Imagine a seguinte situação, você se dirige ao supermercado mais próximo de sua casa e lá adquire alguns produtos alimentícios confiante na qualidade oferecida, porém, ao abrir determinada embalagem já em outro ambiente, vem a surpresa! Você se depara com um objeto estranho no interior da embalagem, ou pior, consome o produto sem perceber a irregularidade inicialmente.
Certamente a repulsa pelo alimento será inevitável e a experiência deixará marcas naquela pessoa que encontrou ou levou a sua boca materiais orgânicos ou industriais impróprios ao consumo.
Nesse sentido, a 2ª seção do STJ composta pelas 3ª e 4ª turmas da corte superior finalmente pacificou o entendimento sobre o fato em agosto de 2021, determinando que há dano moral in re ipsa, ou seja, presumidamente existente, decorrente da responsabilidade objetiva do fornecedor perante o consumidor caso este encontre um corpo estranho no alimento adquirido, mesmo sem ter havido a ingestão.
Do Direito a Segurança Alimentar e Nutricional
No caso representativo da controvérsia que originou o consenso entre as turmas, o consumidor adquiriu alguns pacotes de arroz e, ao abrir esses pacotes em sua residência, percebeu a existência de partes estranhas entre os grãos, impossibilitando o consumo e causando repulsa pelo alimento.
A ministra relatora Nancy Andrighi, destacou que o consumidor tem direito a segurança alimentar e nutricional que consiste na realização do acesso regular e permanente a alimentos de qualidade.
Ainda nesse sentido, a ministra salientou que a presença de corpos estranhos em alimentos industrializados excede aos riscos esperados pelo consumidor neste ripo de produto, caso ocorra, caracteriza a comercialização de produto defeituoso fazendo surgir o dever de indenizar o consumidor.
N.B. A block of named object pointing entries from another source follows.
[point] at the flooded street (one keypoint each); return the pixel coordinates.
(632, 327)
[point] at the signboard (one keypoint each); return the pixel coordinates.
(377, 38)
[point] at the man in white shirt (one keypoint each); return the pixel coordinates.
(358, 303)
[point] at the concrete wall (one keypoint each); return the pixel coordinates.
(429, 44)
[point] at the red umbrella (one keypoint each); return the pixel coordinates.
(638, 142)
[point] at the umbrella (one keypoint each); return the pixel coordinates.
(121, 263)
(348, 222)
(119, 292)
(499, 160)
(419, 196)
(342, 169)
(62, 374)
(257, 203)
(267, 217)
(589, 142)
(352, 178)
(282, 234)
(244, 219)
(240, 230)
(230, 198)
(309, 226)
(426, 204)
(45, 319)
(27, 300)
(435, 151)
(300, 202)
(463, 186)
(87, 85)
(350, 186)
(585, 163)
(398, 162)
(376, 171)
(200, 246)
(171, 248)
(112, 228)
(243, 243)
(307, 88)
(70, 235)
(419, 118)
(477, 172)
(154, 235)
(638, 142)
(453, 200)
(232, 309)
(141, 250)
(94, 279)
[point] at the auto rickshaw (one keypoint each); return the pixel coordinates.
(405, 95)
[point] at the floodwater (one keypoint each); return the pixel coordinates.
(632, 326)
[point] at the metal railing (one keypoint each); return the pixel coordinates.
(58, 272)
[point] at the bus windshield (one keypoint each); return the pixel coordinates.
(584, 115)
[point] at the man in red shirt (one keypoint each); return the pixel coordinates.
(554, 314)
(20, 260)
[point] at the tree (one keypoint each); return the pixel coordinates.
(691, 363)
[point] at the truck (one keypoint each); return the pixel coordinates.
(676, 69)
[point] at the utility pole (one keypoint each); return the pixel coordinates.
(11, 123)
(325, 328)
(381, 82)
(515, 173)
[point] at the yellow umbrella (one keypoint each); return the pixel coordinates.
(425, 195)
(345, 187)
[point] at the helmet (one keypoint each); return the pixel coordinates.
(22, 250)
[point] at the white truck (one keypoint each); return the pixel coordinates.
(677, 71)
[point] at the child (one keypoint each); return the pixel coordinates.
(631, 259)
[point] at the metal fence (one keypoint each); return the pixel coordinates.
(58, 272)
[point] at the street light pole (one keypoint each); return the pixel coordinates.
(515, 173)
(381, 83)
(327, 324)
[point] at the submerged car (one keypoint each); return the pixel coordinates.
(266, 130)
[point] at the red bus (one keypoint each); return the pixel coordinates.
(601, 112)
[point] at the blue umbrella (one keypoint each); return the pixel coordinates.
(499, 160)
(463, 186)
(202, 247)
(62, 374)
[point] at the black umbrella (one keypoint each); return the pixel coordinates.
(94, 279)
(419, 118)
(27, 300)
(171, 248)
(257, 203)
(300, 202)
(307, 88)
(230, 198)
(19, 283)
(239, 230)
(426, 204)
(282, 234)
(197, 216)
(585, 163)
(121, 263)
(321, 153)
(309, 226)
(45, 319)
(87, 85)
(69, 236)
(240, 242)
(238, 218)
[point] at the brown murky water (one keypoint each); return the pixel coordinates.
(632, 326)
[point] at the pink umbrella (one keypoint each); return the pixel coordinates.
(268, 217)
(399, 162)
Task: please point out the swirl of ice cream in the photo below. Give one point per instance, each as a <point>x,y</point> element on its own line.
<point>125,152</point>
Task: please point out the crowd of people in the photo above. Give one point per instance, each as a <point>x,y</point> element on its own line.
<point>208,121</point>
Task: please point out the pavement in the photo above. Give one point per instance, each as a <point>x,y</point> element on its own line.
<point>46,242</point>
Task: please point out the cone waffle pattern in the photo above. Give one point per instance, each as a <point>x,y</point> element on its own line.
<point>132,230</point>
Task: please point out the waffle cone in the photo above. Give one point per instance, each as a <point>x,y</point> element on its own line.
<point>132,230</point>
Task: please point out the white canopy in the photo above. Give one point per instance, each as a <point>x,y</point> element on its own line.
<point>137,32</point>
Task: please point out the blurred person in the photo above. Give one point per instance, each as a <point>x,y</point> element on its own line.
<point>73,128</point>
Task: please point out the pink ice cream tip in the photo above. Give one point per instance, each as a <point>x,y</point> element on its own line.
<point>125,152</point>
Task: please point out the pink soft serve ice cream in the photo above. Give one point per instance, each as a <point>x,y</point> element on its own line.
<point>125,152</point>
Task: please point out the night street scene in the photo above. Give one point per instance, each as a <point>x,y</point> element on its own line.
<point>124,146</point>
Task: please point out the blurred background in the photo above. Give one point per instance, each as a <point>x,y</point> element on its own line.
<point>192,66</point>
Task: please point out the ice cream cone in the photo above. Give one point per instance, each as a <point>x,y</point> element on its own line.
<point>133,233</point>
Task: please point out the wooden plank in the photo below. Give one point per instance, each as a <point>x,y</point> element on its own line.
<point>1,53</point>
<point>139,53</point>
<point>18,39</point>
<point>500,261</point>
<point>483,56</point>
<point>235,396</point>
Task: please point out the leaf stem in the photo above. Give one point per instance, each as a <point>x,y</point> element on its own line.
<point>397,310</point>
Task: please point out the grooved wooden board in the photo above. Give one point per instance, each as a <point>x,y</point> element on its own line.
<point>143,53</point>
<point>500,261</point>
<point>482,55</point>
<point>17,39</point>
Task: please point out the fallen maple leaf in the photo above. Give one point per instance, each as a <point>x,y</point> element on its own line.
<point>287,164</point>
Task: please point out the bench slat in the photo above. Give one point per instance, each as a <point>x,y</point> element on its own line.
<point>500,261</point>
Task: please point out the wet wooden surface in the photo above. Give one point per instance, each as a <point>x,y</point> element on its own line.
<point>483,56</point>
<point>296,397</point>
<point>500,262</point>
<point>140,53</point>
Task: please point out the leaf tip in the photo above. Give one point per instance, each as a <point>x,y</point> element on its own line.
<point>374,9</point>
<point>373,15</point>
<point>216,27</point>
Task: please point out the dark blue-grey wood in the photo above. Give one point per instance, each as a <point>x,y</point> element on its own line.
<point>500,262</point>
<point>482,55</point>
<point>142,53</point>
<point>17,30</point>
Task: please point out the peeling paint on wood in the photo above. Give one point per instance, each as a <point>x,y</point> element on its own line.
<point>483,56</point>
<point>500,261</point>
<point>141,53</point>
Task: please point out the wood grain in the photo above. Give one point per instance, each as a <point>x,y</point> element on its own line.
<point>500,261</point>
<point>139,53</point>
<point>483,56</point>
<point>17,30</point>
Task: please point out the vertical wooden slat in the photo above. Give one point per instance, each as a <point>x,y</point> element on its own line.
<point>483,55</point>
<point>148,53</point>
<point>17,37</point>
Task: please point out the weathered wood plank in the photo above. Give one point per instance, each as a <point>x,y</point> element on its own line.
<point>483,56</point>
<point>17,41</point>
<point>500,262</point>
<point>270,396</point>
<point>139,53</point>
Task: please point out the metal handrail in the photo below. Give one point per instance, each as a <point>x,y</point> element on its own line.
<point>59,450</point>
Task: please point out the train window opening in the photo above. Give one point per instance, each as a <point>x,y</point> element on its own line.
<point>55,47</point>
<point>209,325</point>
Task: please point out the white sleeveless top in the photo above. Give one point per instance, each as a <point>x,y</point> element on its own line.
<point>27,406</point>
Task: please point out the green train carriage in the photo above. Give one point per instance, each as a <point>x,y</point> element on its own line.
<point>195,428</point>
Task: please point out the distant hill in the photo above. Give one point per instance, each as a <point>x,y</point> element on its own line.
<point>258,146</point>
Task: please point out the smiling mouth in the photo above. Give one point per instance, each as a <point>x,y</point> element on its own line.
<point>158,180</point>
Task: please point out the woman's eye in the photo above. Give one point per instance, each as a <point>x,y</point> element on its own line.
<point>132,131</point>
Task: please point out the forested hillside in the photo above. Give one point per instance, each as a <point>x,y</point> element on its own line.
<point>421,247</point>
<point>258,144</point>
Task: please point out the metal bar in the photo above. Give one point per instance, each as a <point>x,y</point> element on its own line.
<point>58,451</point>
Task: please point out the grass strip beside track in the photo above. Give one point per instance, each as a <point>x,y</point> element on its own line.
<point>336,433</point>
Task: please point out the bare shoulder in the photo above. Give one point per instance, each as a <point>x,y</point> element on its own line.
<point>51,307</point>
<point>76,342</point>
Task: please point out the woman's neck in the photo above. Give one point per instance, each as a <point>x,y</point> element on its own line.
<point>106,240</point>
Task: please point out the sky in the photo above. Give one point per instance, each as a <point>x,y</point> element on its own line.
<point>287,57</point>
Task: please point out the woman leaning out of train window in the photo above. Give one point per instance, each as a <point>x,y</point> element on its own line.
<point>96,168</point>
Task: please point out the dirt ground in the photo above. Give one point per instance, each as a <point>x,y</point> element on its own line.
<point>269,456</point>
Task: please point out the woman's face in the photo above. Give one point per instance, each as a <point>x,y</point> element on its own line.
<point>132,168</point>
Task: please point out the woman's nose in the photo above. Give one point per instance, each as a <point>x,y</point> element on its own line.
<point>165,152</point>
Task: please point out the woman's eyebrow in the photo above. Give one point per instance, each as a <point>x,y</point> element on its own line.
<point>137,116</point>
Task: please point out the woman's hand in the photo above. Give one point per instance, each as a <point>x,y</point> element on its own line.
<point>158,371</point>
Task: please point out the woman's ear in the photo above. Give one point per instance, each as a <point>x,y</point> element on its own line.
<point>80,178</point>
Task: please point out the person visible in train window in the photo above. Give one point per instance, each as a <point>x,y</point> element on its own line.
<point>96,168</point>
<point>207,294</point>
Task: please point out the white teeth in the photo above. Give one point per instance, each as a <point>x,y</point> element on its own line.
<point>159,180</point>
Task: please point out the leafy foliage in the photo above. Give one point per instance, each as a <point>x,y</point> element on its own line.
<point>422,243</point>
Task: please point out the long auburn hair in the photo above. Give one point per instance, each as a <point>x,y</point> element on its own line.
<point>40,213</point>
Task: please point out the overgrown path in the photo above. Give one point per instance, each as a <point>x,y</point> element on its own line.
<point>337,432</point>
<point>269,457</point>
“No atual estágio de desenvolvimento da tecnologia e do sistema de defesa e proteção do consumidor, é razoável esperar que o alimento, após ter sido processado e transformado industrialmente, apresente ao menos uma adequação sanitária, não contendo em si, substâncias ou partículas durante o processo produtivo ou de comercialização com potencialidade lesiva à saúde o consumidor.”
Assim, a relatora deu provimento ao recurso restabelecendo a sentença de primeiro grau, seguida dos ministros Paulo de Tarso Sanseverino, Ricardo Villas Bôas Cueva, Marco Aurélio Bellizze e Moura Ribeiro.
Do Riso Potencial de Lesão ao Consumidor
O ministro Marco Aurélio Buzzi em voto-vista acompanhou também a relatora, porém, pontuou algumas ressalvas em sua fundamentação.
“Assim, não se evidencia dano moral, em regra, indenizável quando, por exemplo, em extrato de tomate existir um pequeno pedaço de cebola, ou em embalagem de milho existir um grão de soja, ou em canela em pó, se encontrar pedaço de caneca em pau. Nesses casos, meramente elucidativos, embora tais materiais não sejam intrínsecos ao produto adquirido, não se vislumbra potencial de causar lesão ao consumidor.”
Portanto, resta claro que o ministro apenas condicionou a configuração de dano moral presumido à existência de potencial lesivo à saúde ou à integridade física do consumidor, seja pela ingestão ou manuseio do material estranho.
Por fim, divergiram da relatora e tiveram seus votos vencidos os ministros Luís Felipe Salomão, Raul Araújo e Antônio Carlos Ferreira sob o argumento de que “a afirmação da ocorrência do dano por uma lente eminentemente punitiva, tende a desconsiderar a imprescindibilidade da concreta lesão aos valores que de fato se busca proteger.”
Não obstante, conclui-se que o entendimento consolidado no julgamento do REsp 1.899.304 é correto e busca equilibrar a relação consumerista diante da reconhecida vulnerabilidade dos consumidores face as práticas dos fornecedores no mercado de consumo.